The goal of the proposed nutrition guidelines, which are required by the Healthy, Hunger Free Kids Act that Congress passed last year, was to make school meals healthier by increasing fruits and vegetables, whole grains and low-fat milk, while setting limits on calories, salt and unhealthy fats. While the proposed revisions were not a magic bullet to address the childhood obesity epidemic, they did constitute a step in the right direction. Now, it is up to us on an individual and community level to ensure efforts to fight childhood obesity and promote healthy living continue with positive momentum.

Regardless of political views, we can all agree that feeding our children healthier food is a win-win-win for families, schools and communities. Schools play a vital role in the nutrition children receive and the eating habits they develop. We know that improving school food is a sustainable and effective way to offer improved access to healthy foods for our children.

LiveWell Northwest Colorado thinks that we all share the responsibility of preventing childhood obesity through promoting and ensuring healthy eating and active living in the places our children live, learn and play.

Our schools proactively are working to provide more fresh foods and healthier options though the following:

■ All elementary schools are including monthly fruit and vegetable taste tests and promotions.

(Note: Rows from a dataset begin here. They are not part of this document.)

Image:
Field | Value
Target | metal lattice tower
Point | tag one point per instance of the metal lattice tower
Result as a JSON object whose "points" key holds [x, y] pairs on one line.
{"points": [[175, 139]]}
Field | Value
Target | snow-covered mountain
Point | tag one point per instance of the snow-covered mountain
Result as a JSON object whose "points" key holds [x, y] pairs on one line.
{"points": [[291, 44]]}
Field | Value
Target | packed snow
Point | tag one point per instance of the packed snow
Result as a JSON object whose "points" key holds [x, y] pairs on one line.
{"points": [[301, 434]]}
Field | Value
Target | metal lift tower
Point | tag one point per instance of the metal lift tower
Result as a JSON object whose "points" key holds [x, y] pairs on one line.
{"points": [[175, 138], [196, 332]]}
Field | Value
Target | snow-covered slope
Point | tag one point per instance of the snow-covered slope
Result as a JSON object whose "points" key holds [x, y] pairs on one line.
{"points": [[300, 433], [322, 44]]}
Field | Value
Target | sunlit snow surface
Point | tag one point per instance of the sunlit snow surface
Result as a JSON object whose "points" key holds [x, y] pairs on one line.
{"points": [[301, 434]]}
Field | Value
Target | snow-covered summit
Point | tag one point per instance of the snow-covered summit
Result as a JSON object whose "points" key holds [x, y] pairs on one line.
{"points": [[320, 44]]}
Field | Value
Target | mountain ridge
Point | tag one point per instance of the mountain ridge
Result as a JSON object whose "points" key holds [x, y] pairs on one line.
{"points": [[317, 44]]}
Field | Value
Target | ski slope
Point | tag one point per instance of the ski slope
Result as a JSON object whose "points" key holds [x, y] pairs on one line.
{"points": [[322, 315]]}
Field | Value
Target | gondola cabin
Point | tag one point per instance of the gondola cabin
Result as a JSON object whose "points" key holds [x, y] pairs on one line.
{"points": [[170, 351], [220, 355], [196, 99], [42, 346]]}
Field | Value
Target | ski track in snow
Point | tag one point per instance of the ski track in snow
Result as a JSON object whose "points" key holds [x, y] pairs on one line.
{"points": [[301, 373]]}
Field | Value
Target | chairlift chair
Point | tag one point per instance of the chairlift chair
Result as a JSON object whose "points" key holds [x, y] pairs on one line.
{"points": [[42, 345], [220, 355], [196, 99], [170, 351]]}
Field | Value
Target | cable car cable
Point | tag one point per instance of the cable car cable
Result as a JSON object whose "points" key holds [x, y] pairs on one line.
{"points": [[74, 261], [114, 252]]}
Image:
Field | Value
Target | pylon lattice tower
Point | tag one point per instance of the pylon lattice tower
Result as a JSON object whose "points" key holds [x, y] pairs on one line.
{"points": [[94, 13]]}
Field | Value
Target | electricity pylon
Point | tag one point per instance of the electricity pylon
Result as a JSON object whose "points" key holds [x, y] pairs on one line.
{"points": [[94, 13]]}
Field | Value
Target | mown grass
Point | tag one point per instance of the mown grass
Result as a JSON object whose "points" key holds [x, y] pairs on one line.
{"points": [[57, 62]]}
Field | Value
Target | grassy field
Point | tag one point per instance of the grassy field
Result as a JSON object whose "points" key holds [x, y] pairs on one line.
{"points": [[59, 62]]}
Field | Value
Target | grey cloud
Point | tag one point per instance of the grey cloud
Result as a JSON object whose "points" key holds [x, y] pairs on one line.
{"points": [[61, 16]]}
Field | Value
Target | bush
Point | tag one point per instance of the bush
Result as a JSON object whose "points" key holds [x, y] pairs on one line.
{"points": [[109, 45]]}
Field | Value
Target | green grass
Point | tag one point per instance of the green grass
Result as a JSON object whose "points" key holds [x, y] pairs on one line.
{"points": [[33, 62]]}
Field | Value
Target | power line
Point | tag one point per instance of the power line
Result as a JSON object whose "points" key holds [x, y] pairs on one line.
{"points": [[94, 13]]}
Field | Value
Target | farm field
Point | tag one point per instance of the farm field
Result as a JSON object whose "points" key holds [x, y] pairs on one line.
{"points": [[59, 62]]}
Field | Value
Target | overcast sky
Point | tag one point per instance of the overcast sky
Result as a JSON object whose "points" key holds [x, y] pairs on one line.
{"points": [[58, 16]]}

■ All schools are working to increase the amount of scratch cooking with the goal of 90 percent of the menu items cooked from scratch.

■ All schools are working to implement the new standards despite them not being approved by the government.

While Congress may be unraveling school meal nutrition standards on the federal level, let’s continue to stay the course at home. For information and tools to continue progress toward healthier school initiatives, visit www.livewellcolorado.org.

Maren Stewart

President and CEO, LiveWell Colorado

Barb Parnell

Community coordinator, LiveWell Northwest Colorado

Comments

Guinevere 2 years, 8 months ago

Good intentions in this letter. Problem is not everyone agrees on how to make school meals healthier. The proposed guidelines were to "make school meals healthier by increasing fruits and vegetables, whole grains and low-fat milk, while setting limits on calories, salt and unhealthy fats.". Fruits and veggies, ok. But some experts believe 1 - kids need plenty of saturated fat, including in their milk,
2 - grains, especially wheat, are bad for you, and 3 - salt is not a worry.